Our 2022 playlist, simply titled 'Pontoon Spiritual,' featured some of the power players of the genre. All the folks mentioned above; some other legends like Leo Kottke, Natalie Merchant and Leon Russell; but also some new celebrated blood like Big Red Machine and Big Thief. On our latest Pontoon Spiritual mix, we’ve used our trade secrets to identify Pontoon Spiritual classics toiling away in the dregs of DSPs. There are no one-for-one’s here. But you can certainly hear Merchant or Sarah McLachlan’s DNA in the water-ripple, operatic folk songs of De’Borah and Rebecca Blanks. And you can hear the aww-shucks mobile home Shakespeare of Chuck Prophet and Chris Smither in the storytelling of songwriters Byron Boo Fuller, Craig Carothers and Eric Stewart. We also have artists pushing at the edges of what is possible in Pontoon Spiritual. Raun MacKinnon Burnham’s “The Dog Song (Rough Mix)” delivers a goofier and ultimately more daring tribute to our canine pontoon companions than Simon’s “Mother And Child Reunion.” ‘Lake Toe: A Pontoon Spiritual’ has steel drums both analog and synthetic. Coconut sunscreen hummus on a hot wet tortilla chip given out in some perverse maritime communion. Pontoon Spiritual has been the inflatable swan around our neck for too long. And at the precipice of this long weekend, we share it with you. Permission to come aboard.
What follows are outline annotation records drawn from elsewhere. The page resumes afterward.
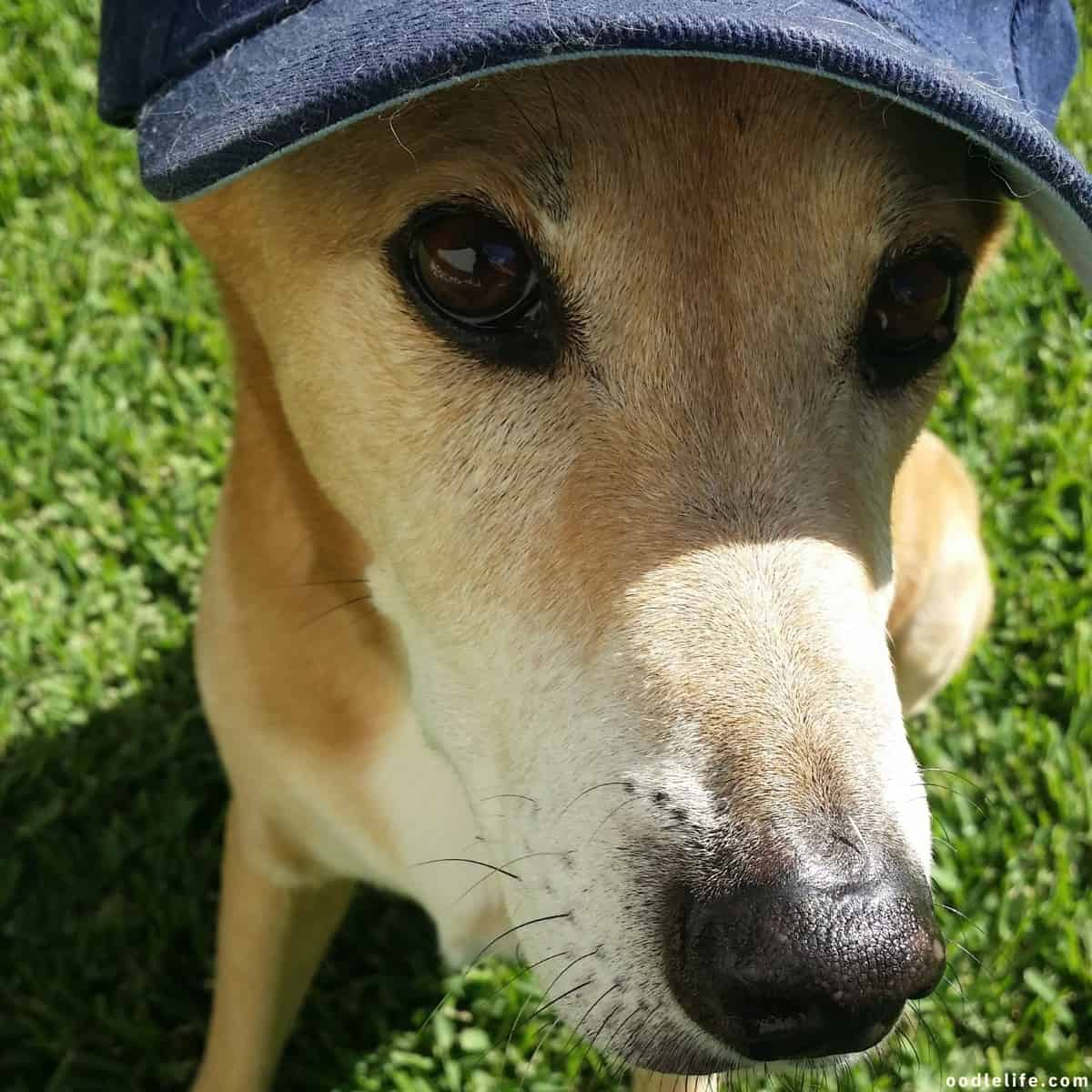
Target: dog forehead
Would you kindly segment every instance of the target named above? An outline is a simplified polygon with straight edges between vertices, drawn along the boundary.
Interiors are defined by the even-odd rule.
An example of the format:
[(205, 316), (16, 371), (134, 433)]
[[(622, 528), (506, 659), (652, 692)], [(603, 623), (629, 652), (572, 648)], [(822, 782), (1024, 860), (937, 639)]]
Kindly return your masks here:
[(263, 199), (292, 201), (335, 246), (390, 234), (436, 200), (476, 197), (547, 240), (605, 226), (619, 238), (626, 222), (646, 258), (657, 241), (677, 254), (681, 230), (690, 253), (731, 233), (747, 246), (840, 249), (844, 263), (859, 228), (898, 234), (927, 206), (941, 221), (930, 226), (964, 234), (970, 217), (950, 198), (965, 188), (965, 156), (958, 134), (820, 76), (601, 57), (426, 96), (258, 176), (259, 188), (274, 183)]

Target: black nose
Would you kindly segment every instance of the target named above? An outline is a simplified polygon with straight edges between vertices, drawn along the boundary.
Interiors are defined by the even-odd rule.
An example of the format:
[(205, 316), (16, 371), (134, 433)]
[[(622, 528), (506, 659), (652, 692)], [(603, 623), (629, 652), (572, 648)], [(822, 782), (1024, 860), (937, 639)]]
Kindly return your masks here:
[(943, 972), (924, 878), (681, 903), (672, 988), (701, 1026), (756, 1060), (865, 1051)]

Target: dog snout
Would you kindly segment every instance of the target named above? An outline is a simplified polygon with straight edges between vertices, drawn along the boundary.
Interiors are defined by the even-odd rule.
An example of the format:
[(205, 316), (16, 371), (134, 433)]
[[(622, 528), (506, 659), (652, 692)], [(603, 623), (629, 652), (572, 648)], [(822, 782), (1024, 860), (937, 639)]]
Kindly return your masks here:
[(676, 998), (758, 1061), (867, 1049), (945, 968), (928, 888), (909, 867), (836, 887), (797, 877), (684, 891), (676, 907)]

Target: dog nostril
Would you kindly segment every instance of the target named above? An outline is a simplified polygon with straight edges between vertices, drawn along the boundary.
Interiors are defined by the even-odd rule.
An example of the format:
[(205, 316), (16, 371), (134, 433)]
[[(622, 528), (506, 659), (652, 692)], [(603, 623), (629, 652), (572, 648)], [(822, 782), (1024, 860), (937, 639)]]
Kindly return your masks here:
[(684, 895), (674, 921), (673, 992), (698, 1024), (756, 1060), (868, 1049), (945, 965), (917, 878)]

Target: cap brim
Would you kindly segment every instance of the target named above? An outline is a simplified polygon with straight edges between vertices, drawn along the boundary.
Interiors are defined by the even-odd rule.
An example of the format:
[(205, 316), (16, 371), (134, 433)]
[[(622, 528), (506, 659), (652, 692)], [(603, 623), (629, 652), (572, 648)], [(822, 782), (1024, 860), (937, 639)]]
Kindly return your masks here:
[(370, 114), (496, 72), (605, 54), (745, 60), (850, 84), (965, 133), (1004, 166), (1013, 197), (1092, 293), (1092, 178), (1011, 90), (841, 0), (772, 7), (408, 0), (392, 25), (380, 5), (322, 0), (153, 97), (138, 119), (141, 173), (155, 197), (183, 200)]

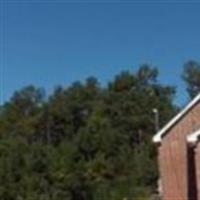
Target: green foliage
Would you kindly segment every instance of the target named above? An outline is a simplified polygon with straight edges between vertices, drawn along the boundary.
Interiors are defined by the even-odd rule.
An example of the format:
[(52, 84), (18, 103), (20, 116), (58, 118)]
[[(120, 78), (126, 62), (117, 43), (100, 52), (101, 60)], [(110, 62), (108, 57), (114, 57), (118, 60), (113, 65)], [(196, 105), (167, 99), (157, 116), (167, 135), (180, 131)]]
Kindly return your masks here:
[(183, 80), (190, 98), (194, 98), (200, 92), (200, 63), (192, 60), (185, 63)]
[(91, 77), (49, 98), (33, 86), (0, 113), (0, 199), (146, 200), (157, 168), (153, 108), (165, 123), (175, 90), (143, 65), (101, 87)]

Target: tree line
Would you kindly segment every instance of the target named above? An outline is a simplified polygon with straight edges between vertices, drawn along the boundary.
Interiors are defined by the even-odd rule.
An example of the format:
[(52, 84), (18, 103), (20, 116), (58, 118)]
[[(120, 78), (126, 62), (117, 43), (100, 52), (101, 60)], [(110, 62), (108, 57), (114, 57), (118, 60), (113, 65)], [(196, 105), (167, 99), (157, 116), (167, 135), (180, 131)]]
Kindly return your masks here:
[[(90, 77), (46, 96), (27, 86), (0, 107), (0, 199), (147, 200), (156, 193), (152, 144), (180, 108), (176, 87), (155, 67), (124, 71), (106, 86)], [(190, 98), (200, 91), (200, 64), (182, 78)]]

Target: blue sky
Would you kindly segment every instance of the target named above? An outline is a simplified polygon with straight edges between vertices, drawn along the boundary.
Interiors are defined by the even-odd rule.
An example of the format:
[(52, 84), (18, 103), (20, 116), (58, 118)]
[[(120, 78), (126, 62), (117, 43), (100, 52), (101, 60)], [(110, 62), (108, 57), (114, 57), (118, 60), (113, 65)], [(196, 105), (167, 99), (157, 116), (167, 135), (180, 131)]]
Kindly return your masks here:
[(0, 0), (1, 102), (28, 84), (105, 84), (149, 63), (183, 104), (183, 63), (200, 61), (200, 2), (175, 2)]

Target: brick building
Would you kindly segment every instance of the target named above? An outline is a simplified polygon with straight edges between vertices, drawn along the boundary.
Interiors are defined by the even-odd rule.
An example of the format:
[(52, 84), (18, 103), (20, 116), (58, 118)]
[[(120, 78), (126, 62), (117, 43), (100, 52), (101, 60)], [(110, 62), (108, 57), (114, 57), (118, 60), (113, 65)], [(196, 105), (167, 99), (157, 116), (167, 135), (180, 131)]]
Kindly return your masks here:
[(162, 200), (200, 200), (200, 95), (153, 138)]

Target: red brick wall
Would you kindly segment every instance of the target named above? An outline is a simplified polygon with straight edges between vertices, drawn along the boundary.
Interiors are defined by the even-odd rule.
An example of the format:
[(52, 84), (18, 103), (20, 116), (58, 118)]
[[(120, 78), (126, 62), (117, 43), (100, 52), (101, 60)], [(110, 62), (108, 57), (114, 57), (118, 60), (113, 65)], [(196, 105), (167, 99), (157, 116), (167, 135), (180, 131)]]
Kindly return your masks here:
[(163, 200), (189, 199), (186, 136), (200, 128), (200, 103), (166, 133), (159, 147)]

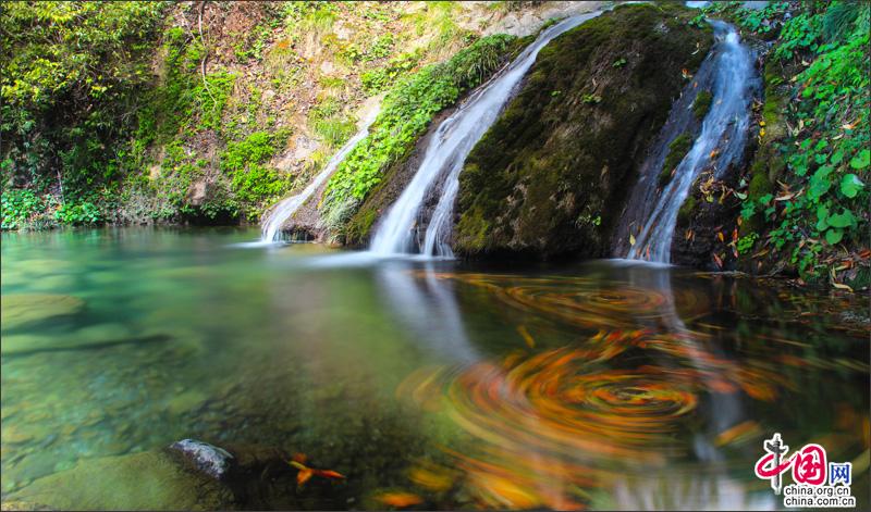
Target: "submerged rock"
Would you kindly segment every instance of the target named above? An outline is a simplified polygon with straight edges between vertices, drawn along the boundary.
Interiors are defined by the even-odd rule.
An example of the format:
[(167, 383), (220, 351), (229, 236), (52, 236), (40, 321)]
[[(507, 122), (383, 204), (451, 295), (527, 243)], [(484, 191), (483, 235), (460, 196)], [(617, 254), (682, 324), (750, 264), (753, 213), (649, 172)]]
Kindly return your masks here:
[(12, 330), (59, 316), (81, 313), (85, 301), (69, 295), (13, 294), (0, 300), (0, 325)]
[(686, 72), (712, 43), (677, 5), (618, 7), (554, 39), (466, 160), (454, 250), (605, 257)]
[(13, 499), (56, 510), (221, 510), (234, 504), (228, 487), (185, 470), (163, 451), (86, 460), (35, 480)]
[(233, 455), (223, 448), (195, 439), (175, 441), (170, 445), (170, 450), (177, 451), (194, 467), (216, 479), (221, 479), (226, 475), (233, 461)]

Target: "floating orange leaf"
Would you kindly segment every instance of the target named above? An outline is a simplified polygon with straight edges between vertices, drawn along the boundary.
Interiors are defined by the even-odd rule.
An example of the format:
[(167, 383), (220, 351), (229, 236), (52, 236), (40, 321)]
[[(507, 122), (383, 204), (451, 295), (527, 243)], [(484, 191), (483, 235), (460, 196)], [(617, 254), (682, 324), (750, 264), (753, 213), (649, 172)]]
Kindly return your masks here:
[(309, 479), (311, 479), (312, 471), (308, 467), (304, 467), (299, 470), (299, 473), (296, 474), (296, 485), (302, 486)]
[(526, 330), (525, 325), (518, 325), (517, 333), (524, 338), (524, 341), (526, 341), (526, 345), (529, 346), (530, 349), (536, 348), (536, 339)]
[(401, 509), (424, 502), (422, 498), (412, 492), (384, 492), (378, 497), (378, 500), (384, 504)]
[(310, 480), (311, 477), (315, 476), (315, 475), (323, 477), (323, 478), (344, 478), (345, 477), (343, 474), (341, 474), (339, 472), (335, 472), (335, 471), (332, 471), (332, 470), (315, 470), (315, 469), (308, 467), (307, 465), (303, 464), (303, 462), (302, 462), (302, 461), (306, 460), (306, 455), (304, 455), (303, 453), (294, 454), (293, 459), (294, 460), (290, 461), (290, 464), (292, 466), (296, 467), (297, 470), (299, 470), (299, 472), (296, 474), (296, 484), (299, 485), (299, 486), (302, 486), (306, 482)]

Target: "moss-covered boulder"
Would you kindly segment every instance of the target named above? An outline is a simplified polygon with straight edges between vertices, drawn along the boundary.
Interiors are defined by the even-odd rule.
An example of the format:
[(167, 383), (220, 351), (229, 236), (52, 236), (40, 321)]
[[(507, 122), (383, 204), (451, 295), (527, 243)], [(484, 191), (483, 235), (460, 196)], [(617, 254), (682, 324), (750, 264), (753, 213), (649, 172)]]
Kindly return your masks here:
[(229, 488), (186, 471), (163, 451), (87, 460), (25, 487), (16, 500), (52, 510), (219, 510)]
[(455, 250), (608, 255), (637, 168), (712, 43), (692, 16), (619, 7), (545, 47), (466, 161)]

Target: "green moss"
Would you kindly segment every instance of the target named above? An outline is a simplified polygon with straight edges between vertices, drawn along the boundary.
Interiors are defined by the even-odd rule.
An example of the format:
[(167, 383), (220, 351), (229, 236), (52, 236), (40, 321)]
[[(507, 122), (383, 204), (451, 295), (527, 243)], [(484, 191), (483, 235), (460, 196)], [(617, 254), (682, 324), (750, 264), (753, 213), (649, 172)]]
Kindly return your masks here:
[(699, 91), (696, 95), (696, 101), (692, 102), (692, 113), (696, 114), (697, 120), (701, 121), (708, 115), (708, 111), (711, 110), (711, 100), (713, 100), (713, 95), (708, 90)]
[(672, 140), (668, 145), (668, 154), (665, 155), (665, 163), (662, 164), (660, 171), (659, 184), (664, 187), (672, 179), (672, 171), (684, 160), (687, 151), (692, 147), (692, 136), (688, 133), (683, 133)]
[(221, 171), (229, 176), (236, 200), (248, 218), (259, 216), (260, 208), (290, 187), (278, 170), (267, 165), (286, 134), (255, 132), (244, 140), (230, 142), (221, 153)]
[(759, 198), (766, 193), (774, 191), (774, 186), (769, 180), (768, 168), (764, 160), (757, 160), (753, 162), (750, 176), (750, 185), (748, 187), (747, 196), (751, 201), (758, 201)]
[(711, 45), (689, 14), (619, 7), (542, 49), (466, 160), (457, 252), (609, 253), (634, 173), (684, 86), (680, 70), (695, 71)]

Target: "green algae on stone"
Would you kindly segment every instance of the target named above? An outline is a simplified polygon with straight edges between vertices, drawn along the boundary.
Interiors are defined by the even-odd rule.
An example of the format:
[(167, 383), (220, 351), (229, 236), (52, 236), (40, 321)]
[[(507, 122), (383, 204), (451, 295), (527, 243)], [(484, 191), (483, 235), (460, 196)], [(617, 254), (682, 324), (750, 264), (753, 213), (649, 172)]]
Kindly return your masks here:
[(233, 504), (228, 488), (185, 471), (162, 451), (86, 460), (35, 480), (14, 498), (54, 510), (219, 510)]
[(712, 42), (710, 27), (690, 18), (679, 5), (619, 7), (542, 49), (466, 160), (455, 251), (608, 255), (638, 167), (685, 85), (682, 70), (698, 68)]

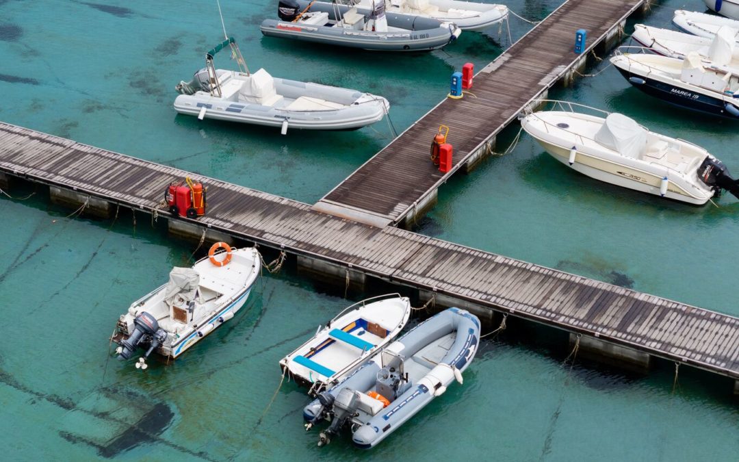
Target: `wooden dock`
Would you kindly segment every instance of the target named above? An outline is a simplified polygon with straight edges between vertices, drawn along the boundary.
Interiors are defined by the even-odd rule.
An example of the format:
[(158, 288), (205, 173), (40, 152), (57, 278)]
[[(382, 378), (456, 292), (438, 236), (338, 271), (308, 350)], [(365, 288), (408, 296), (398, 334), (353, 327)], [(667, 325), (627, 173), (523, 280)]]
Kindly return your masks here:
[[(316, 210), (384, 226), (403, 225), (436, 200), (457, 170), (491, 152), (496, 135), (534, 99), (582, 69), (594, 47), (618, 38), (626, 18), (644, 0), (569, 0), (488, 64), (470, 94), (445, 99), (314, 205)], [(575, 31), (588, 32), (574, 52)], [(439, 82), (446, 86), (446, 82)], [(429, 159), (439, 126), (449, 127), (454, 166), (442, 174)]]
[[(299, 265), (353, 281), (414, 288), (421, 299), (492, 319), (494, 312), (582, 336), (604, 354), (657, 356), (739, 379), (739, 318), (689, 306), (392, 227), (375, 227), (218, 180), (200, 220), (170, 217), (165, 188), (186, 172), (0, 123), (0, 183), (48, 185), (52, 199), (112, 212), (157, 214), (196, 237), (232, 236), (297, 256)], [(73, 205), (74, 206), (74, 205)], [(181, 228), (180, 228), (181, 229)], [(581, 345), (582, 346), (582, 345)], [(641, 356), (641, 359), (640, 359)], [(643, 362), (643, 361), (642, 361)], [(736, 382), (739, 383), (739, 381)]]

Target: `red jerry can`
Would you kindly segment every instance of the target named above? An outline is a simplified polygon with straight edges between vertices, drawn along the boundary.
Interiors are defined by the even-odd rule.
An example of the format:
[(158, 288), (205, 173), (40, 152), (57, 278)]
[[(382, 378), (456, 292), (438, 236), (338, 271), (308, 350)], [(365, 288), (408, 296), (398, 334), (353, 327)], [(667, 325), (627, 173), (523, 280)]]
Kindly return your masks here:
[(187, 217), (187, 211), (192, 207), (192, 197), (190, 195), (190, 186), (180, 185), (174, 191), (174, 206), (177, 213), (180, 217)]
[(462, 89), (472, 88), (472, 77), (474, 75), (474, 64), (467, 63), (462, 67)]
[(439, 171), (446, 173), (452, 170), (452, 145), (445, 143), (439, 146)]

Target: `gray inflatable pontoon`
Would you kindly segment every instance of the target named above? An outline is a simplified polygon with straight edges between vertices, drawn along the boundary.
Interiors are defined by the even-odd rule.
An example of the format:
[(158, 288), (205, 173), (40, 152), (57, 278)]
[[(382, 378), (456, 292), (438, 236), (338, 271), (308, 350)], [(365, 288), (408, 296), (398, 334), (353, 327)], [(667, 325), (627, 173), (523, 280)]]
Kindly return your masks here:
[(259, 28), (270, 37), (377, 51), (429, 51), (449, 44), (461, 33), (451, 22), (386, 15), (384, 4), (377, 5), (370, 10), (323, 1), (281, 0), (280, 19), (265, 19)]
[(480, 320), (449, 308), (414, 327), (303, 410), (306, 428), (330, 421), (319, 446), (348, 427), (352, 441), (370, 449), (446, 390), (474, 357)]

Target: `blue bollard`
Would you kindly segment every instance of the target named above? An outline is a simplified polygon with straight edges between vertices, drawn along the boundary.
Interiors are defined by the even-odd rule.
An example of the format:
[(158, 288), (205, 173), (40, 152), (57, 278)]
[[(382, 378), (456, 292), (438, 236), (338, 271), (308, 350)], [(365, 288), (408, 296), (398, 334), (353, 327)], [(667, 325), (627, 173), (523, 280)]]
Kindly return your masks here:
[(588, 32), (585, 29), (578, 29), (575, 33), (575, 52), (578, 55), (585, 51), (585, 38), (588, 37)]
[(462, 96), (462, 72), (457, 71), (452, 74), (452, 96)]

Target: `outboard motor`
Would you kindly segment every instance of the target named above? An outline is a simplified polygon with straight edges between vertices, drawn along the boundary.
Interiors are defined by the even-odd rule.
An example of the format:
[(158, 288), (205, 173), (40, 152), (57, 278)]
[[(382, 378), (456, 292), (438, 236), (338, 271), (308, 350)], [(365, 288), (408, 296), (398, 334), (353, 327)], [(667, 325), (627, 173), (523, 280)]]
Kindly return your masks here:
[(739, 181), (732, 178), (726, 166), (718, 159), (706, 156), (698, 168), (698, 177), (713, 188), (716, 196), (721, 195), (721, 189), (726, 189), (739, 198)]
[[(319, 398), (320, 399), (320, 398)], [(319, 435), (319, 446), (331, 442), (331, 435), (338, 434), (341, 428), (354, 417), (357, 412), (359, 398), (353, 390), (342, 388), (333, 400), (333, 420), (326, 431)]]
[(282, 21), (292, 22), (300, 16), (300, 6), (296, 0), (279, 0), (277, 4), (277, 16)]
[(144, 311), (134, 319), (134, 331), (128, 339), (120, 342), (116, 350), (118, 359), (129, 359), (140, 347), (149, 344), (149, 350), (137, 364), (137, 369), (146, 369), (145, 359), (167, 339), (167, 333), (159, 327), (157, 319)]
Editor’s Note: We also tossed in a Walter Becker solo joint to close this baby out. Obviously, his global acclaim far exceeds the near-zero fandom of these heretofore undiscovered Pontoon Spiritual artists. We were on a pontoon the day he died in 2017 — sucking down a comically large margarita no less. And so Walter's brilliant, fried and underloved album was on our minds as we cobbled this playlist together.